Language immersion schools (LIS) in the United States (US) and across international settings afford learners opportunities for foreign language learning through at least 50% of content material instruction in the “immersion language” (Tedick, Christian, & Fortune, 2011). In addition to the language learning benefits, LIS embrace diverse cultural perspectives embodied in the worldviews of the teachers and administrators who are usually native speakers and were born in foreign countries. These content/pedagogical and cultural assets could also bring challenges for the immigrant faculty, given, for example, the short period of time of adaptation to a new culture, to new teaching and classroom management practices, and/or to new school culture and policies in creating classroom community. Students’ diverse backgrounds also add to the classroom complexities but along with the teachers’ diverse backgrounds they could also be used as assets in the classroom and school community (Ballenger, 1992; Rogoff, 2003; Rothstein-Fisch & Trumbull, 2008; Slapac & Dorner, 2013; Slapac & Kim, 2014).

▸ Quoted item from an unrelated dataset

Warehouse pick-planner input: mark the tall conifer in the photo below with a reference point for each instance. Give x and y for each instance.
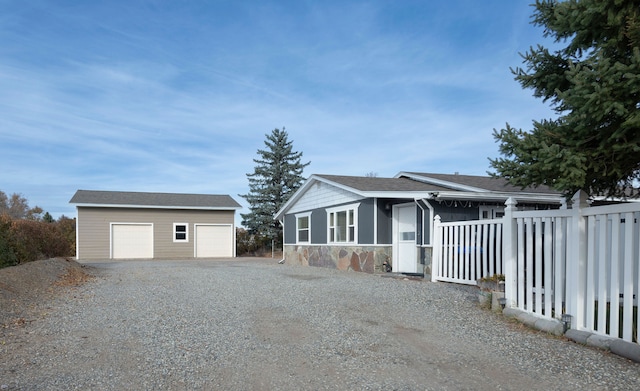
(277, 175)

As immigrants ourselves (Alina was born in Romania and Sujin was born in South Korea), we strongly believe that culture plays a very important role in fostering relationships and creating classroom communities (Slapac & Kim, 2014). Therefore, although historically, classroom management has been viewed as teacher-centered, where discipline was approached reactively by teachers through consequences in a controlling, authoritarian, and inflexible environment, we argue for a constructivist, learner-centered approach to classroom management, perceived as a dynamic process, responsive to students’ individual cultures, needs, strengths, and where students are seen as active participants in the classroom organization (Bloom, 2009). Despite the fact that there is limited body of research on the connection between classroom management and language classrooms (Curran, 2003; Fortune, 2011; Pauls, 2014; Preciado et al., 2009; Slapac & Dorner, 2013; Wright, 2005), we are focusing on how foreign-born teachers in a language immersion context create culturally responsive classroom communities.

We agree with Bloom (2009), Rothstein-Fisch and Trumbull (2008) and Weinstein (2003) that culture impacts both teachers and students while shaping the overall classroom culture. Teachers need to use their students’ cultural backgrounds and their own, and be aware of the influences of culture such as “communication styles, social behaviors, approaches to learning, values, and motivation” (Bloom, 2009, p.112) to be able “to create an inclusive, supportive, and caring environment” (Weinstein, 2003, p. 267). The school culture, practices and policies, and the child rearing values also impact the choices in approaches to classroom management made by teachers. In LIS classrooms, culture plays even more complex roles. Both the teachers who are native speakers of the target language and students from diverse cultural backgrounds make choices and responses based on their different cultural and linguistic upbringings, creating a unique cross-cultural and intercultural classroom space. Rather than disparate, reified traits of different groups, culture is an ongoing process of social construction (Kim & Slapac, 2015), defined as “a set of resources for action, as a narration shared, contested, and negotiated” (Mantovani, 2012, p. 22).